Quatre militants pour la démocratie à Hong Kong condamnés à plus de 4 ans de prison

Par Frank Yue
7 mai 2021
Mis à jour: 10 mai 2021

Quatre militants de Hong Kong ont été reconnus coupables le 5 mai et condamnés à la prison pour leur participation à des manifestations non autorisées contre Pékin lors de la Fête nationale en octobre 2019.

La peine la plus lourde – 4 ans et 8 mois – a été prononcée à l’encontre de Chan Hang, un concierge de 40 ans, qui a été filmé en train de jeter des objets sur la police et de brûler une bannière dans la rue lors des troubles survenus à Tsuen Wan ce jour-là, selon le South China Morning Post. Il a été reconnu coupable d’émeute et d’incendie criminel.

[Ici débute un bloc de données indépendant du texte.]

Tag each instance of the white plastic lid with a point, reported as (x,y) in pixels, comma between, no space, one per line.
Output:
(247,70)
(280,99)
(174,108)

Le juge Ernest Michael Lin Kam-hung a condamné les autres personnes – Chan Kam-kwok, un employé de cuisine de 21 ans, Lee Chun-man, un programmeur de 27 ans, et Kwok Siu-kam, un assistant social de 24 ans – à des peines de prison de plus de 4 ans. Ils ont été condamnés même sans preuve d’actes violents, rapporte le South China Morning Post.

Le juge, qui a estimé que même les participants non violents présents sur les lieux étaient également coupables, a déclaré les trois hommes coupables d’émeute, affirmant que leur tenue noire et leur présence « dans l’œil du cyclone » suffisaient à prouver qu’ils avaient pris part aux émeutes ou qu’ils avaient incité d’autres personnes à le faire.

Les militants ont été condamnés en vertu de la loi sur la sécurité nationale de Hong Kong, imposée par l’assemblée législative de Pékin – le Congrès du peuple – en juin de l’année dernière.

Les manifestations et les troubles ont eu lieu à l’occasion du 70e anniversaire de la fondation de la République populaire de Chine, qui célèbre l’arrivée au pouvoir du Parti communiste chinois en 1949. Quelques jours avant cet anniversaire, le Front civil pour les droits de l’homme de Hong Kong s’est vu refuser par la police de Hong Kong l’autorisation d’organiser une marche annuelle pour protester contre le pouvoir du PCC.

Ignorant cela, les quatre militants pour la démocratie ont appelé les Hongkongais à se joindre aux manifestations en leur propre nom.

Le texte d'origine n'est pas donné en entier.